MB NET allows the creation of virtual credit cards to be used online. Depending on the card system, one will get an American Express, Visa or Mastercard virtual card. For example, if the card is a Visa or Visa Electron then the generated cards by MB NET are Visa scheme. This system is compatible with most payment systems, including PayPal and all places that accept credit cards as payment.

To generate a virtual credit card one must login to the MB NET site and enter a limit. Then the site instantly gives the credit card number and security codes (CVC2 and CVV2) to pay for your online purchase. The number is also valid for offline purchases. The virtual cards allow for normal credit card interactions; either payment or crediting the holder's account. There are two types of virtual card—one for one-time use, and one meant for multiple uses.

All cards are given a usable lifetime of between 1 and 12 months. More specifically, they are valid until the end of the month following the one when it is requested/issued.
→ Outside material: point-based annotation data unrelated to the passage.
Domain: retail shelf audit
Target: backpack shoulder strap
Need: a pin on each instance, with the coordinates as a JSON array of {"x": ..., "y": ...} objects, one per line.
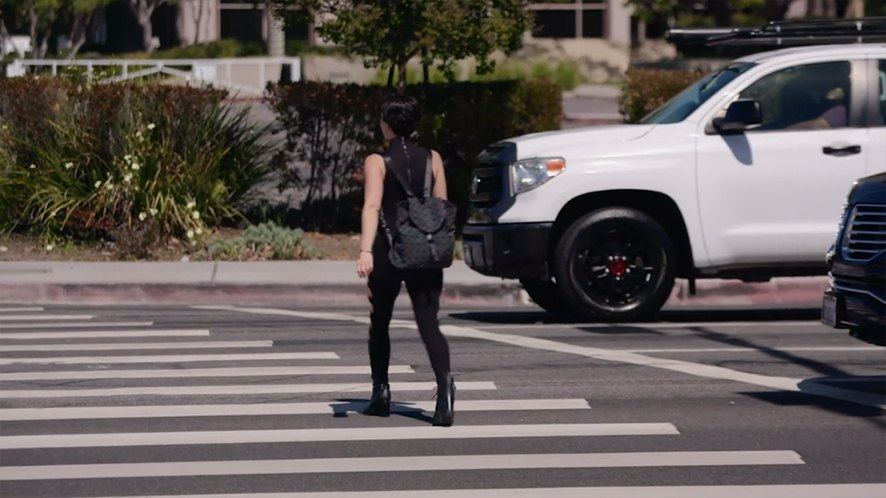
[
  {"x": 390, "y": 168},
  {"x": 428, "y": 175}
]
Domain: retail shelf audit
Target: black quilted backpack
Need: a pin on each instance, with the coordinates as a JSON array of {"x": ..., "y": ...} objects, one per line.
[{"x": 423, "y": 235}]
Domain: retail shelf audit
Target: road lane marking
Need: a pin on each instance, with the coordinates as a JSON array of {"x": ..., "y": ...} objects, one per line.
[
  {"x": 649, "y": 325},
  {"x": 40, "y": 318},
  {"x": 232, "y": 390},
  {"x": 178, "y": 373},
  {"x": 798, "y": 349},
  {"x": 276, "y": 436},
  {"x": 739, "y": 491},
  {"x": 176, "y": 411},
  {"x": 695, "y": 369},
  {"x": 400, "y": 464},
  {"x": 74, "y": 325},
  {"x": 79, "y": 360},
  {"x": 133, "y": 346},
  {"x": 79, "y": 334}
]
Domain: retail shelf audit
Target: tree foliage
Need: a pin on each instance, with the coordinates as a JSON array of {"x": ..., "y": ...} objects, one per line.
[{"x": 389, "y": 33}]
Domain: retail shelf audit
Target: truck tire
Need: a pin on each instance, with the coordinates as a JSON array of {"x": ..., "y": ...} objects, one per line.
[
  {"x": 546, "y": 294},
  {"x": 615, "y": 264}
]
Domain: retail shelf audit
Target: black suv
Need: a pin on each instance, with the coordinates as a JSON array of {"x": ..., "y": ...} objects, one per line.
[{"x": 856, "y": 298}]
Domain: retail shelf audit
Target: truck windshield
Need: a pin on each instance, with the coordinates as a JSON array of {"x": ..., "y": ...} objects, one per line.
[{"x": 687, "y": 101}]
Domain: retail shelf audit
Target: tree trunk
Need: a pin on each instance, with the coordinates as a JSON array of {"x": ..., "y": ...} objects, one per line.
[
  {"x": 142, "y": 10},
  {"x": 721, "y": 12},
  {"x": 775, "y": 10},
  {"x": 401, "y": 83},
  {"x": 78, "y": 32},
  {"x": 198, "y": 18}
]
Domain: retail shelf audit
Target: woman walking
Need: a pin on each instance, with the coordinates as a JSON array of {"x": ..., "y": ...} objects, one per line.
[{"x": 408, "y": 160}]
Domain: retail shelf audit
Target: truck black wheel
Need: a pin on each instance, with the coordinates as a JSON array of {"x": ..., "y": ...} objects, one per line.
[
  {"x": 546, "y": 294},
  {"x": 615, "y": 264}
]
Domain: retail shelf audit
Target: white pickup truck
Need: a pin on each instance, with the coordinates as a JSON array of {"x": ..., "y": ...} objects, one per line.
[{"x": 742, "y": 175}]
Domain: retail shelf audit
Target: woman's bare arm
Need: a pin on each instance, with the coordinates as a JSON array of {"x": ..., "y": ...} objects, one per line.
[{"x": 439, "y": 176}]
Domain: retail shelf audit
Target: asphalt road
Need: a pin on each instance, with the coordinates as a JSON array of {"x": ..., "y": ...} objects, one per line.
[{"x": 147, "y": 401}]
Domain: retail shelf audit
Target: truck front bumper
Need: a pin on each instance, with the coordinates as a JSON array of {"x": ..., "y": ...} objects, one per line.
[{"x": 517, "y": 250}]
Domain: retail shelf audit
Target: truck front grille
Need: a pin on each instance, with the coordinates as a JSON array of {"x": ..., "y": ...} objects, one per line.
[{"x": 865, "y": 232}]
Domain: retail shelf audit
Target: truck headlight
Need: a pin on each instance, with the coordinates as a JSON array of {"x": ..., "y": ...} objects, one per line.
[{"x": 527, "y": 174}]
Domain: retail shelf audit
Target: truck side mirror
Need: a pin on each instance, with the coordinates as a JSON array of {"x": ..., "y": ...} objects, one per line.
[{"x": 741, "y": 115}]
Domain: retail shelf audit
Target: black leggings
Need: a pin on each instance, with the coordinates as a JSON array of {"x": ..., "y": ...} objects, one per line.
[{"x": 424, "y": 287}]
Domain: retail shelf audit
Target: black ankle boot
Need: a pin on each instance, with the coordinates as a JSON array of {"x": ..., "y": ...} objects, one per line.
[
  {"x": 444, "y": 414},
  {"x": 380, "y": 404}
]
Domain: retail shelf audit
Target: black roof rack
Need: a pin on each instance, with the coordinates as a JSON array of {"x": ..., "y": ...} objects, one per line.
[{"x": 788, "y": 33}]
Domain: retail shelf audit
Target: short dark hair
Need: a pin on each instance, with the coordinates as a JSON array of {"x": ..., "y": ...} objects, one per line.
[{"x": 401, "y": 113}]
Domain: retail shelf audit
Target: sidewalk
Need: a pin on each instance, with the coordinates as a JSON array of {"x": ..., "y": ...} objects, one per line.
[{"x": 307, "y": 283}]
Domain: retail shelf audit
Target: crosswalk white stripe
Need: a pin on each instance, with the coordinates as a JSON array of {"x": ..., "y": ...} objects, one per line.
[
  {"x": 735, "y": 491},
  {"x": 73, "y": 325},
  {"x": 133, "y": 346},
  {"x": 40, "y": 318},
  {"x": 168, "y": 411},
  {"x": 78, "y": 360},
  {"x": 231, "y": 390},
  {"x": 198, "y": 372},
  {"x": 401, "y": 464},
  {"x": 132, "y": 439},
  {"x": 79, "y": 334},
  {"x": 20, "y": 310}
]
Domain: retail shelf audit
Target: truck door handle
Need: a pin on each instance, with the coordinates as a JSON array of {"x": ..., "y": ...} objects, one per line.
[{"x": 842, "y": 151}]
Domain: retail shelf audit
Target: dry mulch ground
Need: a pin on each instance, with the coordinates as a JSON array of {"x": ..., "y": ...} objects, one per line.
[{"x": 16, "y": 247}]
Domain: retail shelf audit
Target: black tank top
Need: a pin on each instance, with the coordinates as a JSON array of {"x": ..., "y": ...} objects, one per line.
[{"x": 409, "y": 161}]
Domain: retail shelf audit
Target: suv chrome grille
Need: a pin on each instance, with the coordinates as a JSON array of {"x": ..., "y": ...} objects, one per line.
[{"x": 865, "y": 233}]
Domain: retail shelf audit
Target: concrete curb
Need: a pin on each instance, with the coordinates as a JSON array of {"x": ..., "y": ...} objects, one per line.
[{"x": 788, "y": 293}]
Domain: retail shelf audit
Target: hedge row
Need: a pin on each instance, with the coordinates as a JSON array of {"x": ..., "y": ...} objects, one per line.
[{"x": 330, "y": 128}]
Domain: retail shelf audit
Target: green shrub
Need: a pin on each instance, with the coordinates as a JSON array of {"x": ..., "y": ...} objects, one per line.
[
  {"x": 644, "y": 90},
  {"x": 115, "y": 160},
  {"x": 331, "y": 128},
  {"x": 263, "y": 242}
]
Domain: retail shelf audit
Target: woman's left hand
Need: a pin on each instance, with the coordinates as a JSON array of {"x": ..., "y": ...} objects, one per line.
[{"x": 364, "y": 265}]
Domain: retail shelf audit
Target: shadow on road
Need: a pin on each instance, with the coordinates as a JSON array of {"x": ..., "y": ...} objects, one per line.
[
  {"x": 343, "y": 408},
  {"x": 524, "y": 317}
]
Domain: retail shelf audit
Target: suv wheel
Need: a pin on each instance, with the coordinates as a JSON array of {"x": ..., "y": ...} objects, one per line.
[
  {"x": 615, "y": 264},
  {"x": 546, "y": 294}
]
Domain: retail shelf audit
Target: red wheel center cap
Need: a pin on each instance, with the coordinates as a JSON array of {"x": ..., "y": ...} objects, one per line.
[{"x": 618, "y": 267}]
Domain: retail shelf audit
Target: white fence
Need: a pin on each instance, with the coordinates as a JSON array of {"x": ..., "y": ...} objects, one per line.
[{"x": 246, "y": 76}]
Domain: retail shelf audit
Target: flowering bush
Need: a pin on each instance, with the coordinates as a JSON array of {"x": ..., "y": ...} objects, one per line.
[{"x": 114, "y": 160}]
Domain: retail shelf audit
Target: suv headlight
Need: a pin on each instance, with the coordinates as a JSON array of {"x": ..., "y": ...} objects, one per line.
[{"x": 528, "y": 174}]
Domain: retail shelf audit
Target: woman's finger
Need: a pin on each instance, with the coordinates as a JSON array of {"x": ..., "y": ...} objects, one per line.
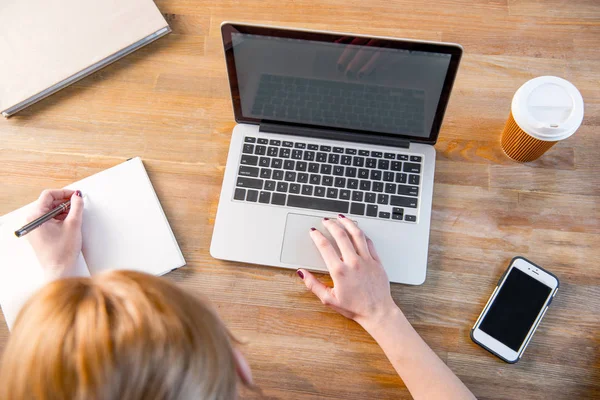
[
  {"x": 330, "y": 256},
  {"x": 359, "y": 240},
  {"x": 341, "y": 238},
  {"x": 372, "y": 250},
  {"x": 316, "y": 286}
]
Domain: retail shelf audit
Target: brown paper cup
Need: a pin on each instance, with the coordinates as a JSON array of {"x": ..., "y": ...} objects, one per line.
[
  {"x": 544, "y": 111},
  {"x": 520, "y": 146}
]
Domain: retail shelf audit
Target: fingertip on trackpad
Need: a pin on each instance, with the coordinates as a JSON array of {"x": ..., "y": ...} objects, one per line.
[{"x": 298, "y": 247}]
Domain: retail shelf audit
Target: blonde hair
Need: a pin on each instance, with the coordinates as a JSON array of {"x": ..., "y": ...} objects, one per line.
[{"x": 118, "y": 335}]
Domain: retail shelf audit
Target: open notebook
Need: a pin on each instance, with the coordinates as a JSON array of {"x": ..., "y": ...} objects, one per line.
[
  {"x": 47, "y": 45},
  {"x": 124, "y": 227}
]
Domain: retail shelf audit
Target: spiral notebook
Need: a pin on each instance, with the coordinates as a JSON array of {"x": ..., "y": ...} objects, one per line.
[
  {"x": 47, "y": 45},
  {"x": 124, "y": 227}
]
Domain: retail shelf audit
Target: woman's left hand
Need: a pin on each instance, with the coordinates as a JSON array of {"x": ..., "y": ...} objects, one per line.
[{"x": 57, "y": 243}]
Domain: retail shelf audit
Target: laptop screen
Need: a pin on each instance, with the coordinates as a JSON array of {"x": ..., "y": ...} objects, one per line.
[{"x": 351, "y": 83}]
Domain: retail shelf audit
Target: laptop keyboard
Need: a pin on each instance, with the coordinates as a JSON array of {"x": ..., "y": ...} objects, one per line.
[
  {"x": 343, "y": 104},
  {"x": 347, "y": 180}
]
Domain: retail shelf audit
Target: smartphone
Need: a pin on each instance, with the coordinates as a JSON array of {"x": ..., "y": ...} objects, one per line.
[{"x": 515, "y": 309}]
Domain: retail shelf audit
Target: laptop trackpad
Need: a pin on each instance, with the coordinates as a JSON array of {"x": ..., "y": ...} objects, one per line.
[{"x": 298, "y": 248}]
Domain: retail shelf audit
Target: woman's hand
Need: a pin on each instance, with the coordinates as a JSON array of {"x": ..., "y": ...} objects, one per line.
[
  {"x": 57, "y": 243},
  {"x": 361, "y": 289}
]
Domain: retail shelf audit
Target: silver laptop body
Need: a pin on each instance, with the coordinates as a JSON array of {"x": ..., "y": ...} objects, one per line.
[{"x": 331, "y": 123}]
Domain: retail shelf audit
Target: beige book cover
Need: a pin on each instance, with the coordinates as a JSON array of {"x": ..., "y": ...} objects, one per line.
[{"x": 46, "y": 45}]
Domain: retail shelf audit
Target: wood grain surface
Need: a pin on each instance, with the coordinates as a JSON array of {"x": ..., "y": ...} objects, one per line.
[{"x": 169, "y": 103}]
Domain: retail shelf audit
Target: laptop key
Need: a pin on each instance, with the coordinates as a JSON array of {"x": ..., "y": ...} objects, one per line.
[
  {"x": 318, "y": 204},
  {"x": 412, "y": 167},
  {"x": 358, "y": 161},
  {"x": 260, "y": 150},
  {"x": 265, "y": 173},
  {"x": 383, "y": 198},
  {"x": 278, "y": 199},
  {"x": 288, "y": 164},
  {"x": 240, "y": 194},
  {"x": 290, "y": 176},
  {"x": 282, "y": 187},
  {"x": 357, "y": 196},
  {"x": 372, "y": 210},
  {"x": 301, "y": 166},
  {"x": 401, "y": 201},
  {"x": 302, "y": 177},
  {"x": 307, "y": 190},
  {"x": 249, "y": 183},
  {"x": 408, "y": 190},
  {"x": 249, "y": 160},
  {"x": 277, "y": 163},
  {"x": 401, "y": 177},
  {"x": 339, "y": 182},
  {"x": 265, "y": 197},
  {"x": 248, "y": 171},
  {"x": 383, "y": 164}
]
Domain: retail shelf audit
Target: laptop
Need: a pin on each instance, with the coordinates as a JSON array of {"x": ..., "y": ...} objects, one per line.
[{"x": 331, "y": 123}]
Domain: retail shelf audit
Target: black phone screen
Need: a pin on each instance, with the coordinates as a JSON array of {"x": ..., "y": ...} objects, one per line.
[{"x": 515, "y": 309}]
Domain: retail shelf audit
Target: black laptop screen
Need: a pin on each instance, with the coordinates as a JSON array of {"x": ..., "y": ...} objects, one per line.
[{"x": 346, "y": 83}]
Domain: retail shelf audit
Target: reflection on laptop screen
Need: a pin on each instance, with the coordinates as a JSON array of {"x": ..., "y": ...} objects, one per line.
[{"x": 339, "y": 85}]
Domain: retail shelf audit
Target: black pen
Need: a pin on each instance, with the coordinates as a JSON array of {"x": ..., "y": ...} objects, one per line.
[{"x": 46, "y": 217}]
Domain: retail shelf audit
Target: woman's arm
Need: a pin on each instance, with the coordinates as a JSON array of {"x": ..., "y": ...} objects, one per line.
[{"x": 362, "y": 292}]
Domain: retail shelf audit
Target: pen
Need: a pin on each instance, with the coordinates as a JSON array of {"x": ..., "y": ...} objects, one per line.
[{"x": 46, "y": 217}]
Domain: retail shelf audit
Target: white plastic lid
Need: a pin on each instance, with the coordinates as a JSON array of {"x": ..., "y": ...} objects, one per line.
[{"x": 548, "y": 108}]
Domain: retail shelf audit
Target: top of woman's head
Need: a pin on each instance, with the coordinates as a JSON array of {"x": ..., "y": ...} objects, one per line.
[{"x": 119, "y": 335}]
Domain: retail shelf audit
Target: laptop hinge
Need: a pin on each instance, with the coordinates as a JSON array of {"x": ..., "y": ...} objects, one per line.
[{"x": 334, "y": 134}]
The great advantage of MB NET is that the customer's real payment details are never known to the vendor and the card's limit can be set according to the purchase's value. Even if a vendor or a hacker tries to extort a higher amount, the defined limit prevents it. Shopping online is hence made safer.

Registration to use MB NET is required. To do so, one must go to a Multibanco ATM or one's home banking website (if the bank allows that operation on such a medium). The client sets a password but the username is given by the system. Registration links the MB NET service to a debit or credit card of one of the SIBS associated banking institutions that support it.

===Mobile===

MB Way logo.

MB Way is an application available for Android, iOS, Windows, Windows Phone and Tizen devices. Currently, the MB Way application allows making instant money transfers between mobile phone numbers associated with MB Way, generate MB Net virtual cards for online purchases, pay for purchases in physical stores using a mobile phone number, QR code and contactless, and use an ATM machines without having to use a bank card.

===Automated teller machine===
The automated toll payment service Via Verde is also operated by SIBS. "Host to host" is the name given to the system that allows users to perform ATM transactions through their own bank site, enabling online banking which has been active since 2000.